We used methods of validation that have not been previously tested for radiographs, yet we recognize that they could be questioned. Testing whether malalignment increases the likelihood of progression on the lateral view is a form of construct validity. If the lateral view were a valid method for evaluating progression, malalignment should increase the risk of progression as detected on the lateral view. While we do not know exactly what progression on only the lateral view signifies, its association with malalignment suggests that it correlates with cartilage loss, just like joint space loss on the PA view. Analyses did not adjust for correlated knees, which is challenging using Wilcoxon's test. We performed additional parametric analyses using the degree of malalignment as an outcome and progression on the lateral view as a predictor and used generalized estimating equations to adjust for interknee correlation. In this analysis, differences in alignment between groups remained statistically significant (P < 0.0001 for medial progression, P = 0.0038 for lateral progression).

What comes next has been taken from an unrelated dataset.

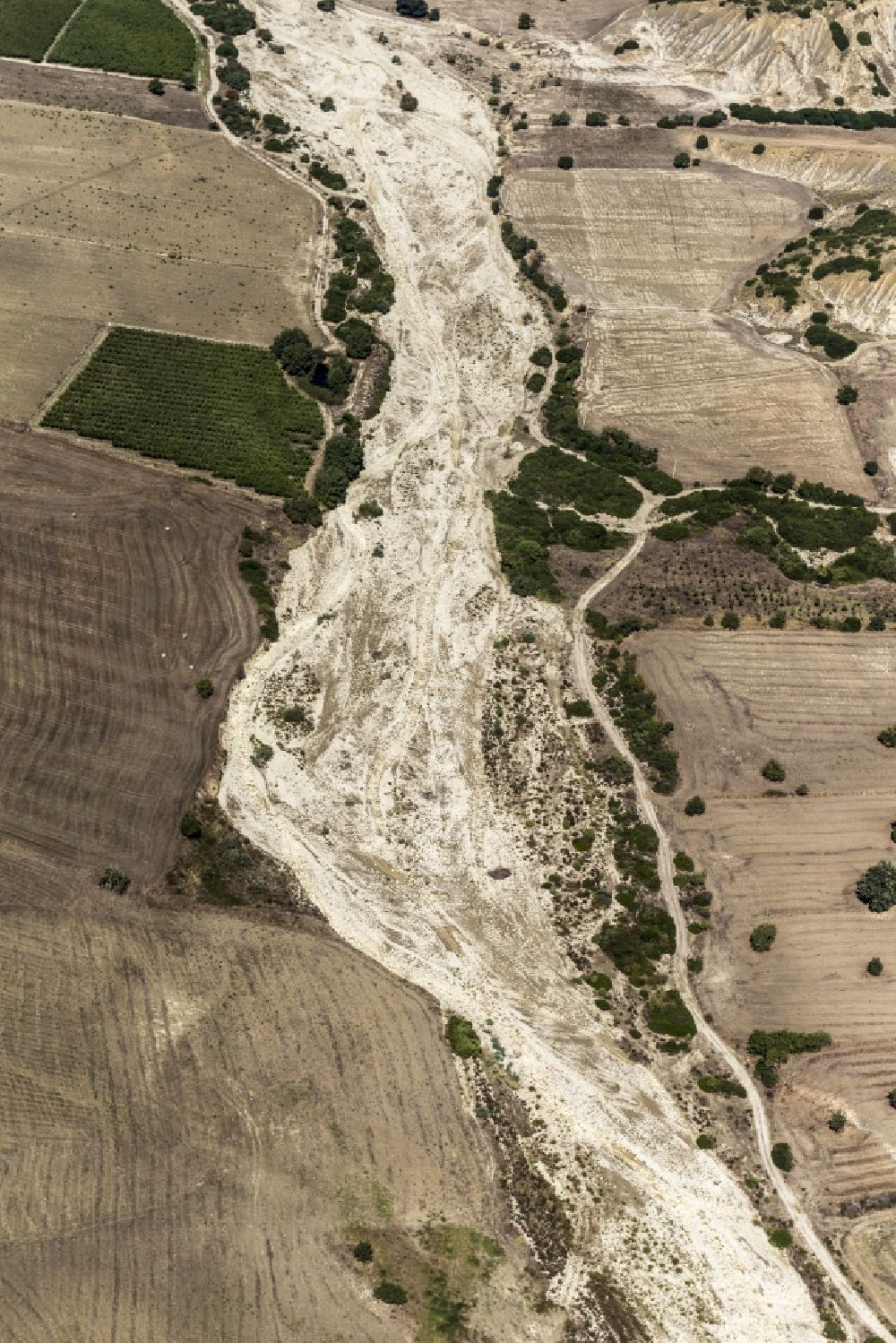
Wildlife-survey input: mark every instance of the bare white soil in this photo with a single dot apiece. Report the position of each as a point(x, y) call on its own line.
point(384, 812)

Lateral radiographs were read unblinded to sequence. However, we read a subset of 21 subjects' radiographs (both knees at each of 3 visits) blinded to sequence, and the reliability of the blinded readings was high and showed no tendency toward an increase in our tendency to label a knee as having progressed. While studying vertebral fractures using serial spine radiographs, Ross et al (23) found that compared with reading blinded to sequence, reading unblinded to sequence better detected known risk factors for fracture and led to fewer errors in characterizing fractures. We contend that reading all films unblinded to sequence is a more accurate way of assessing progression and is valid, especially if the reader does not know the risk factor status of the subject.
We used a semiquantitative approach to evaluate joint space loss, and a pure quantitative approach in which JSW was measured using calipers may provide more sensitivity to change than our approach. A method would need to be developed to accommodate both medial and lateral joint space loss.

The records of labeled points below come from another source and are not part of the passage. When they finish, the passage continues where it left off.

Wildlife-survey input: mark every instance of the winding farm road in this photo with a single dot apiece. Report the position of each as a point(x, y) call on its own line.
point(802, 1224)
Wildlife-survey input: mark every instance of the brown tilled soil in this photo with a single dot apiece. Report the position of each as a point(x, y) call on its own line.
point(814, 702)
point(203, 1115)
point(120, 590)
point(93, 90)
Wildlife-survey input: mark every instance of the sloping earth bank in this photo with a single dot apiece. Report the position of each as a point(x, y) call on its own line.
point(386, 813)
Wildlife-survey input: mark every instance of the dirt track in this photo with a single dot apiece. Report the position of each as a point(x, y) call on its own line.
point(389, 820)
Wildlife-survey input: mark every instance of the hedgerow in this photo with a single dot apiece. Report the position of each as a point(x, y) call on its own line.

There are potential drawbacks to using the lateral view. First, more knees will need to be excluded at baseline because they show bone-on-bone narrowing. Not only are the lateral views more sensitive to change than the AP or PA views but, perhaps because they visualize knees at 30–50° of flexion, knees are often markedly narrowed on the lateral view but still show considerable remaining joint space in the same compartment on the PA/AP view. We excluded from followup 99 knees that, at baseline, had bone-on-bone changes on the lateral view and would have excluded a smaller number (68 knees) if we had relied solely on the PA view. Thus, if the lateral view were used to evaluate the progression of narrowing, the number of eligible knees would be a bit lower. Second, medial and lateral compartments are sometimes hard to differentiate on the lateral view. We believe that this presumed drawback is due to lack of familiarity with the shapes and sizes of the medial and lateral femoral condyles and tibial plateaus on the lateral view. We currently find an unreadable lateral view a rarity.
In conclusion, the lateral view of the knee in a weight-bearing position can be used with validity and reliability to evaluate the joint spaces of the medial and lateral TF compartments.